Verbindung
Parascha Beshalach: Vertrauen haben – damals wie heute
Nachdem der Pharao schließlich zugestimmt hatte, die Kinder Israels ziehen zu lassen, packten sie schnell ihre Habseligkeiten zusammen und flohen aus Ägypten. Kurz darauf nahm das Heer des Pharaos die Verfolgung auf. Die Israeliten befanden sich nun in einer Lage, in der sie ihre Sicherheit und Zukunft der Verbindung anvertrauen mussten, die sie mit Gott hatten. Sie mussten nun auf etwas vertrauen und an etwas glauben, das sie nicht sehen konnten.
Gott ging den Israeliten bei Tag in einer Wolkensäule und bei Nacht in einer Feuersäule voran, damit sie jederzeit weiterziehen konnten. Gott leitete sie mit Grenzen und den Mitteln, die sie brauchten, um motiviert zu bleiben. Gott schuf eine Dichotomie zwischen der von ihm geschaffenen Welt und dem, was er den Kindern Israels in ihrem Bedürfnis nach Führung gewährte. In der Schöpfungsgeschichte schuf Gott zuerst das Licht, um Licht von Finsternis zu trennen. Doch die Wolken sorgen für eine leichte Verdunkelung am Himmel, fast wie eine Grenze, um die Kinder Israels vor den Gefahren zu schützen, die Gott nicht möchte, dass sie sehen. Das Feuer bewirkte eine Verlagerung des Fokus oder der Perspektive. Gott verdeckte die Sonne, was einen Kontrast zum Tageslicht bildete und Feuer erzeugte. Dies bot auch einen Kontrast zum Nachthimmel als eine Form des Schutzes. Die Botschaft, die Gott ihnen vermitteln wollte, war, inmitten ihrer Dunkelheit ein Licht auf das Gute in ihrem Leben zu werfen. Die Kinder Israels folgten Gottes Geboten, als sie sich auf ihre Reise begaben, und stellten ihr Vertrauen in Ihn niemals in Frage.
In unserer sich ständig verändernden Welt geht die Sonne auf und unter, egal was passiert. Darauf können wir uns verlassen. Vielleicht bekommen wir nicht die größte Kugel Eis, können nicht mit den Menschen zusammen sein, die wir lieben, oder werden nicht immer einbezogen, aber die Sonne wird aufgehen und untergehen. In dieser Parascha widerspricht Gott den Grundlagen des Werks, das er am ersten Tag der Schöpfung geschaffen hat. Er hat absichtlich ein grundlegendes Ritual gestört, um sich an neue Sicherheitsvorschriften anzupassen und sein auserwähltes Volk zu befreien.
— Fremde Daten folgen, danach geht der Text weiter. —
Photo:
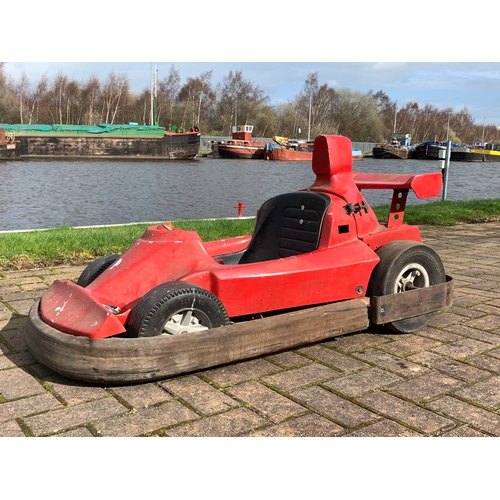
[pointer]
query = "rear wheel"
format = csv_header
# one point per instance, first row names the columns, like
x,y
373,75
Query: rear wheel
x,y
95,269
175,308
403,266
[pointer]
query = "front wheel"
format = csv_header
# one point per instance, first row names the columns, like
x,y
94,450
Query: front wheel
x,y
175,308
403,266
95,269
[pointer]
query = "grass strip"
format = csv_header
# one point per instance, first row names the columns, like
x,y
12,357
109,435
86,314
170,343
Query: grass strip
x,y
67,245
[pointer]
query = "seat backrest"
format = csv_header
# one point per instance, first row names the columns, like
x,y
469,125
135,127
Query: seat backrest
x,y
288,224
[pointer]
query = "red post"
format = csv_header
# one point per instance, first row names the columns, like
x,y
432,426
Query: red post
x,y
240,208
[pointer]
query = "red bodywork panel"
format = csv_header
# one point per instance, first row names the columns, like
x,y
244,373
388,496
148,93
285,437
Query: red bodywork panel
x,y
338,268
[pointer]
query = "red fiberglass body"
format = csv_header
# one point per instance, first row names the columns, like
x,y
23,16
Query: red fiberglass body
x,y
310,247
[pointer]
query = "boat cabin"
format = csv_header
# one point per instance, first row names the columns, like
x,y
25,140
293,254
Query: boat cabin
x,y
242,132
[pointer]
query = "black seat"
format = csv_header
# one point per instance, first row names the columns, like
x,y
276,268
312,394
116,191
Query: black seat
x,y
288,224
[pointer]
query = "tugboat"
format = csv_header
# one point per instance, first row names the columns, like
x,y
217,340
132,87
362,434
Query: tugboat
x,y
240,146
397,149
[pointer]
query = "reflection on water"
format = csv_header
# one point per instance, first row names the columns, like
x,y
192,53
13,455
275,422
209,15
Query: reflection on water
x,y
45,193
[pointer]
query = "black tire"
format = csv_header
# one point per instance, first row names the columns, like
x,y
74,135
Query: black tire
x,y
95,269
404,265
174,308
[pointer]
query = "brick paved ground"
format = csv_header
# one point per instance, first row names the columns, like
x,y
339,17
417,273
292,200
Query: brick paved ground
x,y
442,381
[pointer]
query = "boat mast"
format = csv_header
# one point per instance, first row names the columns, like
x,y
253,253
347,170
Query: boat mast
x,y
310,107
154,96
155,111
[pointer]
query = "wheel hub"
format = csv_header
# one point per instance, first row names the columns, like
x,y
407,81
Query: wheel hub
x,y
187,321
411,276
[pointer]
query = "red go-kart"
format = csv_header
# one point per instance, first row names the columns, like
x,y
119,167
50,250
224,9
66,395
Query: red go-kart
x,y
320,245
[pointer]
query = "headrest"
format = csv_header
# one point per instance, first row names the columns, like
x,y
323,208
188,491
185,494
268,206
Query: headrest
x,y
332,155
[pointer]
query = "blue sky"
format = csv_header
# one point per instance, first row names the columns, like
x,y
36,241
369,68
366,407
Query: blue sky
x,y
440,59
Maßnahmen wie die Einhaltung des Sicherheitsabstands zu unserenAlephs BBGdas ordnungsgemäße Tragen von Masken sind Vorschriften, BBYO zu unserem Schutz und unserer Sicherheit BBYO . Auch wenn es schwierig sein mag, sich an ein BBYO zu gewöhnen, das sich von dem unterscheidet, was wir in der Vergangenheit erlebt haben, müssen wir lernen, auf die unsichtbare Wissenschaft zu vertrauen, die hier wirkt. Unsere COVID-Regeln und -Vorschriften ändern sich oft und widersprechen sich, während sich unsere Welt von einer Variante zur nächsten bewegt, aber genau wie die Israeliten auf Gott vertrauten, müssen wir darauf vertrauen, dass die Einhaltung dieser Vorschriften es uns ermöglichen wird, unsere Tagungen und Sommerprogramme abzuhalten und dieses Virus zu überwinden. Wir müssen das Feuer nutzen, um die positiven Aspekte zu beleuchten und unsere innere Stärke zu finden, um durchzuhalten. Letztendlich BBYO das Wesen von BBYO , zusammen zu sein und Traditionen am Leben zu erhalten.
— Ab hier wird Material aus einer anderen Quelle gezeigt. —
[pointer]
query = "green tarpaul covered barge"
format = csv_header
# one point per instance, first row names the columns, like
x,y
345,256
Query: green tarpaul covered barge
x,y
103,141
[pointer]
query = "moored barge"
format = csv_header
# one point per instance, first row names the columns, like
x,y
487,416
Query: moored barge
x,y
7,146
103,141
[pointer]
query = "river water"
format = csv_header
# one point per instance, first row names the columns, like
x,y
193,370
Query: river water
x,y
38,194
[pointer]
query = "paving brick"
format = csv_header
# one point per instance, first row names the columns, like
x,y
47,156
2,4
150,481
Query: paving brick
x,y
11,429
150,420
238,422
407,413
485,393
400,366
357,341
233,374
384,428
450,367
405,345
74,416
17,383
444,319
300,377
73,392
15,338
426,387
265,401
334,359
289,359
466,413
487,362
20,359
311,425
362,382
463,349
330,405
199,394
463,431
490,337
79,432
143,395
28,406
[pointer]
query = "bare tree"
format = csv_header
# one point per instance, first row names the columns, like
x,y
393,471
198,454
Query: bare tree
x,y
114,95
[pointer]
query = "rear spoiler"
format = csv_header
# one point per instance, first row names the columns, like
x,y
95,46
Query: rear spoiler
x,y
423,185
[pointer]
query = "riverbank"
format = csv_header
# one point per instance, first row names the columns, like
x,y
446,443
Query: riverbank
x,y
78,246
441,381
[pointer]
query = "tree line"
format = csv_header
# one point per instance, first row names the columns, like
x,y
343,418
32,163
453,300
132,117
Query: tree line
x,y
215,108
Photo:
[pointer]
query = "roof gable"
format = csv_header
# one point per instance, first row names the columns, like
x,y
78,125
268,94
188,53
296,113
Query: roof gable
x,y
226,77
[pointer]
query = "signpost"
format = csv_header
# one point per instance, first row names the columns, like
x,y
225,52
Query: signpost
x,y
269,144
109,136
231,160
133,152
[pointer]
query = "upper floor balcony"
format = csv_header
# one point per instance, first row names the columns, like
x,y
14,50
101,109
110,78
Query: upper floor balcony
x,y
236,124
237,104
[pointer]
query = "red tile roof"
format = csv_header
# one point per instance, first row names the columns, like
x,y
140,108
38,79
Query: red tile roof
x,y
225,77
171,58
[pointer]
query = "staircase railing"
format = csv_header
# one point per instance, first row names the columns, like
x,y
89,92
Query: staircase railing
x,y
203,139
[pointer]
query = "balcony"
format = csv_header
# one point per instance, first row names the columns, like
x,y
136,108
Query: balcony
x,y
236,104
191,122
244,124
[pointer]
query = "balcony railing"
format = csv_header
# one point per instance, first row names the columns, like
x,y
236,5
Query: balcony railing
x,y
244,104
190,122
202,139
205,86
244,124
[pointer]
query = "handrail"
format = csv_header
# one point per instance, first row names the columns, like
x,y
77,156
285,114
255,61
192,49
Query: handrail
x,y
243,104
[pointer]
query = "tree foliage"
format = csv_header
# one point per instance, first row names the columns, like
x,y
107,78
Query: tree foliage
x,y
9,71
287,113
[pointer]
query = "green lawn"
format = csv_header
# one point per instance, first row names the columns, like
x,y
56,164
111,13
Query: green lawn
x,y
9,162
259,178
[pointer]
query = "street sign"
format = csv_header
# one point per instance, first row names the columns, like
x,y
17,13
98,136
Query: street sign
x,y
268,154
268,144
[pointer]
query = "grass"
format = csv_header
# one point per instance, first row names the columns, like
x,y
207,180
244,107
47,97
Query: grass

In diesen schweren Zeiten, in denen andere das Positive nicht sehen können, ist es unsere Pflicht, ihnen zu helfen und andere so zu lieben, wie wir uns selbst lieben. Wir müssen zusammenarbeiten, einander zuhören und darauf vertrauen, dass am Ende alles gut wird. Auch wenn es noch eine Weile dauern wird, bis wir das gelobte Land erreichen, verspreche ich euch, dass wir es schaffen werden.